In John 18, Jesus is brought before Annas, whose palace was closer.[14] Annas questioned him regarding his disciples and teaching and sent him on to Caiaphas.

Caiaphas considers, with "the Chief Priests and Pharisees", what to do about Jesus, whose influence was spreading. They worry that if they "let him go on like this, everyone will believe in him, and the Romans will come and destroy both our holy place and our nation." Caiaphas makes a political calculation, suggesting that it would be better for "one man" (Jesus) to die than for "the whole nation" to be destroyed. In this Caiaphas is stating a rabbinic quotation (Gen. R. 94:9).[15]

Afterward, Jesus is taken to Pontius Pilate, the Roman governor of Judea. Pilate tells the priests to judge Jesus themselves, to which they respond they lack authority to do so.

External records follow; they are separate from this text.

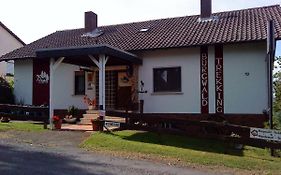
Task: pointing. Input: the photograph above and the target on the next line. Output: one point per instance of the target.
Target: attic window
(144, 29)
(212, 18)
(95, 33)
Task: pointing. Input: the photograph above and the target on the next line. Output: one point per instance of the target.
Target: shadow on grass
(15, 160)
(207, 145)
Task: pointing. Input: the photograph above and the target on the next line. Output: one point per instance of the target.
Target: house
(190, 66)
(8, 42)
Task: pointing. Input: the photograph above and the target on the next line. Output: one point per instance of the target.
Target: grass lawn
(20, 126)
(185, 149)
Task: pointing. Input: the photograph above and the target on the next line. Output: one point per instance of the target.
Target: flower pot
(58, 124)
(97, 125)
(91, 107)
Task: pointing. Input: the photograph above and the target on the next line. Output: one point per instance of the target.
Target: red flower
(56, 118)
(89, 102)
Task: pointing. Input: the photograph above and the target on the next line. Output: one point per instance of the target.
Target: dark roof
(230, 27)
(14, 35)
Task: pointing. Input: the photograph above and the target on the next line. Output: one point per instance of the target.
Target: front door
(41, 78)
(124, 95)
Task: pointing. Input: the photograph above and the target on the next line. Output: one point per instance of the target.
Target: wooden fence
(212, 126)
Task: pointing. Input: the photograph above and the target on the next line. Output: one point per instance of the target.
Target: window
(79, 83)
(167, 79)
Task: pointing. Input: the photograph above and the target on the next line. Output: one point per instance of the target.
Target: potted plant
(57, 122)
(71, 118)
(90, 102)
(5, 119)
(97, 124)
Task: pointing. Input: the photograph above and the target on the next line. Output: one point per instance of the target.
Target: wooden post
(102, 60)
(53, 66)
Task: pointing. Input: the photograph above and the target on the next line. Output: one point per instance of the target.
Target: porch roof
(80, 55)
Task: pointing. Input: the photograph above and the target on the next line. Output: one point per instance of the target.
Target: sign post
(270, 54)
(265, 134)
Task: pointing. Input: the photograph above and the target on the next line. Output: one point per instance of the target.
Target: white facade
(64, 88)
(7, 44)
(245, 81)
(23, 81)
(187, 101)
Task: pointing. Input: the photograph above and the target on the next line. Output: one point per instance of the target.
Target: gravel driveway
(57, 153)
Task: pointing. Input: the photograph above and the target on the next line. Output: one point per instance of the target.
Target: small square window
(79, 83)
(167, 79)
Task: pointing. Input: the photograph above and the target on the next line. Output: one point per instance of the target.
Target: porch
(115, 73)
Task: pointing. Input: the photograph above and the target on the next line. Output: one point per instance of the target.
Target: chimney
(91, 21)
(206, 9)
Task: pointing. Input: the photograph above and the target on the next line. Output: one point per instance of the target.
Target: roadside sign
(265, 134)
(112, 124)
(102, 113)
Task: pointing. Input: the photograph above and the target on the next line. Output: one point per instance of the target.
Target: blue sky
(33, 19)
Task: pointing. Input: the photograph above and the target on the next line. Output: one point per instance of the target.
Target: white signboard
(112, 124)
(265, 134)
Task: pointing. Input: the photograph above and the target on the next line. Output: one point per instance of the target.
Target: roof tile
(230, 27)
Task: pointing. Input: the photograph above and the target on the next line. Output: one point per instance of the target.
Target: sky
(34, 19)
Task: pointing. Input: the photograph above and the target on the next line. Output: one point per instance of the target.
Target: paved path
(57, 153)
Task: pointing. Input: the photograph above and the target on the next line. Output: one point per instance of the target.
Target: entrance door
(41, 73)
(124, 96)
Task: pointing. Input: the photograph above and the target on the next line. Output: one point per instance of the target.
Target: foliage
(277, 94)
(6, 96)
(184, 150)
(89, 101)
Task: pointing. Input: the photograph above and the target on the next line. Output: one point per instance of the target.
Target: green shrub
(6, 92)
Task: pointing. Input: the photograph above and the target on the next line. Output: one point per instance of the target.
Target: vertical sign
(204, 79)
(219, 79)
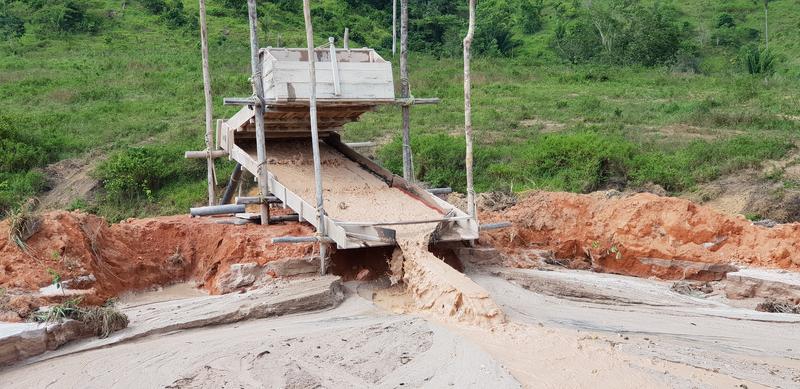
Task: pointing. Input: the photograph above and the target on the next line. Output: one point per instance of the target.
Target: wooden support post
(233, 182)
(405, 92)
(394, 27)
(212, 193)
(258, 87)
(312, 102)
(468, 110)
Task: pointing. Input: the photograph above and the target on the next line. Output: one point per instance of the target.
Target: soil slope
(628, 234)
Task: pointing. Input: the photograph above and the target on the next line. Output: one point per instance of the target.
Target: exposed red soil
(135, 254)
(622, 234)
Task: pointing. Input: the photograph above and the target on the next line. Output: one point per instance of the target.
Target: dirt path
(709, 340)
(352, 346)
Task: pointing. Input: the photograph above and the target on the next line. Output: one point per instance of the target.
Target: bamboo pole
(468, 110)
(394, 27)
(258, 87)
(405, 92)
(312, 102)
(212, 195)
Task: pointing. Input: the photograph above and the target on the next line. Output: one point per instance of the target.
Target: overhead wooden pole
(312, 103)
(405, 92)
(212, 192)
(258, 89)
(394, 27)
(468, 111)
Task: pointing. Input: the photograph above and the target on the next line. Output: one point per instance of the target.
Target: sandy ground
(629, 333)
(352, 346)
(351, 193)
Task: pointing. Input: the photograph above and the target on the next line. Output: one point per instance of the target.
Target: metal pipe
(285, 218)
(435, 191)
(312, 102)
(216, 210)
(258, 86)
(205, 154)
(233, 181)
(257, 200)
(494, 226)
(300, 239)
(447, 219)
(359, 144)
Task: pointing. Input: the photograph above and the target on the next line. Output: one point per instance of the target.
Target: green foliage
(725, 20)
(68, 16)
(136, 173)
(11, 26)
(101, 321)
(758, 61)
(619, 32)
(531, 19)
(580, 161)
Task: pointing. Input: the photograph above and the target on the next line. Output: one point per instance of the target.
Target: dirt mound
(102, 260)
(642, 235)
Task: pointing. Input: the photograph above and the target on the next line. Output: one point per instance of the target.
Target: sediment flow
(352, 193)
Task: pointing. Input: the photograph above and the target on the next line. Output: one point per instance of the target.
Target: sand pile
(641, 234)
(104, 260)
(437, 287)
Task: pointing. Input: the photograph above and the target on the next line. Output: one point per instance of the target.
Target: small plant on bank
(101, 321)
(23, 223)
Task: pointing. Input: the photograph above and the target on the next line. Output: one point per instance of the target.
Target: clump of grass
(23, 223)
(101, 321)
(57, 313)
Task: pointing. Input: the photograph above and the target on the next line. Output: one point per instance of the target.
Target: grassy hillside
(127, 84)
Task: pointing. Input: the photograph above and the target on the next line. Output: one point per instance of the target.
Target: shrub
(155, 6)
(68, 16)
(531, 15)
(757, 61)
(619, 32)
(725, 20)
(137, 172)
(11, 26)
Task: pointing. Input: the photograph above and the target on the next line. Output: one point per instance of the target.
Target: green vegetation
(566, 97)
(101, 321)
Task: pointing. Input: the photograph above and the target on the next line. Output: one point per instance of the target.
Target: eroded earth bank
(549, 302)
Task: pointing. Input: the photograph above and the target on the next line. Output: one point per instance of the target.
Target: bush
(138, 172)
(156, 7)
(620, 32)
(11, 26)
(531, 15)
(69, 16)
(725, 20)
(438, 159)
(757, 61)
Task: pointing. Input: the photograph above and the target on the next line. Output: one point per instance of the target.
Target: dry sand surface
(665, 340)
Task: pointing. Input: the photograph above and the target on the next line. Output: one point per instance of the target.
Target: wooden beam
(471, 209)
(212, 195)
(258, 86)
(312, 102)
(405, 92)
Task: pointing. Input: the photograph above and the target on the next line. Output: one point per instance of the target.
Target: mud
(641, 235)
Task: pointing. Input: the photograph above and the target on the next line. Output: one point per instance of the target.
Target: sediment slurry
(642, 235)
(437, 287)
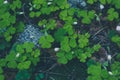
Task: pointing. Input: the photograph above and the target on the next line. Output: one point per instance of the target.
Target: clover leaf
(1, 70)
(28, 46)
(12, 64)
(2, 77)
(24, 65)
(65, 44)
(112, 14)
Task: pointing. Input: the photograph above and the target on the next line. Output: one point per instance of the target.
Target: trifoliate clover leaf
(20, 49)
(3, 62)
(24, 65)
(36, 53)
(1, 70)
(46, 41)
(60, 54)
(73, 43)
(2, 77)
(10, 57)
(12, 64)
(59, 34)
(28, 46)
(65, 44)
(62, 60)
(69, 56)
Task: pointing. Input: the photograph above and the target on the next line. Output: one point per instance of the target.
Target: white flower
(118, 28)
(110, 73)
(109, 57)
(5, 2)
(101, 6)
(17, 55)
(56, 49)
(74, 23)
(49, 3)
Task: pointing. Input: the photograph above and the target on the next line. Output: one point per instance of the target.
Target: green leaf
(86, 20)
(103, 2)
(65, 44)
(1, 70)
(36, 53)
(20, 49)
(12, 64)
(23, 75)
(28, 46)
(24, 65)
(73, 43)
(2, 77)
(62, 60)
(3, 62)
(46, 41)
(60, 54)
(69, 56)
(11, 57)
(59, 34)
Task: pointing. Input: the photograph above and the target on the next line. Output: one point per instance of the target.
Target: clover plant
(45, 41)
(116, 39)
(86, 16)
(105, 1)
(54, 19)
(91, 1)
(112, 14)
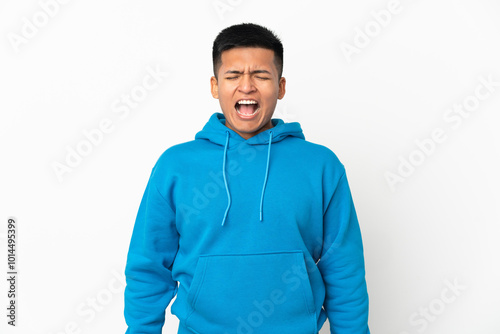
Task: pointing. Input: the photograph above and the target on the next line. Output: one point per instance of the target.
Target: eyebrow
(253, 72)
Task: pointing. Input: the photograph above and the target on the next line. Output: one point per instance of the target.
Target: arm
(342, 265)
(153, 247)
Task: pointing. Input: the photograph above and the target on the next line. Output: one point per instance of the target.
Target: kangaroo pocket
(251, 293)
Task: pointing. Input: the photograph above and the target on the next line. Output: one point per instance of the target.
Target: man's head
(248, 65)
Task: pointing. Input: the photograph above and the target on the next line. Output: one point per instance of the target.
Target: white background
(440, 225)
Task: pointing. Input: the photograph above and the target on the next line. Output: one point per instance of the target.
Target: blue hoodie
(261, 235)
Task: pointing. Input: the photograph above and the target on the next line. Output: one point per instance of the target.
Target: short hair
(247, 35)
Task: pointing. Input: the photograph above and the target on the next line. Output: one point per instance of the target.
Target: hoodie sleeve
(342, 265)
(153, 246)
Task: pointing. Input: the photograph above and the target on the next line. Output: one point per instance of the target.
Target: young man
(256, 224)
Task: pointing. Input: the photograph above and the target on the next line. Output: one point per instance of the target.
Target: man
(256, 224)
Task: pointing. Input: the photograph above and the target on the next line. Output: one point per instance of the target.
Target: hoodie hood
(218, 133)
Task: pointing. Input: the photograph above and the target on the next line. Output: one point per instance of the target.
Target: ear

Pilate questions Jesus, after which he states, "I find no basis for a charge against him." Pilate then offers the gathered crowd the choice of one prisoner to release — said to be a Passover tradition — and they choose a criminal named Barabbas instead of Jesus.

Matthew: trial of Jesus In the Gospel of Matthew 26:57-67, Caiaphas and others of the Sanhedrin are depicted interrogating Jesus. They are looking for false evidence with which to frame Jesus, but are unable to find any. Jesus remains silent throughout the proceedings until Caiaphas demands that Jesus say whether he is the Christ. Jesus replies "I am: and you will see the Son of Man seated at the right hand of power, and coming on the clouds of heaven." Mk 14:62 Caiaphas and the other men charge him with blasphemy and order him beaten.

Note that the mention of "high-priest" Caiaphas implies that he was president of the Sanhedrin. This idea would be a 'Christian reference' because, according to the Hebrew sources, the Sanhedrin was led by the high priest Hillel until 30 AD, and then by his grandson Gamaliel the Elder from 30 to 44 or 50 of 'our era' (Acts 5: 34-39 and 22: 3).


Political implications
... The Romans would not perform execution over violations of Halakha, and therefore the charge of blasphemy would not have mattered to Pilate. Caiaphas' legal position, therefore, was to establish that Jesus was guilty not only of blasphemy, but also of proclaiming himself the Messiah, which was understood as the return of the Davidic kingship. This would have been an act of sedition and prompted Roman execution.[citation needed]

Acts: Peter and John refuse to be silenced
Later, in Acts 4, Peter and John went before Annas and Caiaphas after having healed a crippled man. Caiaphas and Annas questioned the apostles' authority to perform such a miracle. When Peter, full of the Holy Spirit, answered that Jesus of Nazareth was the source of their power, Caiaphas and the other priests realized that the two men had no formal education yet spoke eloquently about the man they called their saviour. Caiaphas sent the apostles away, and agreed with the other priests that the word of the miracle had already been spread too much to attempt to refute, and instead the priests would need to warn the apostles not to spread the name of Jesus. However, when they gave Peter and John this command, the two refused, saying "Judge for yourselves whether it is right in God's sight to obey you rather than God. For we cannot help speaking about what we have seen and heard."[16]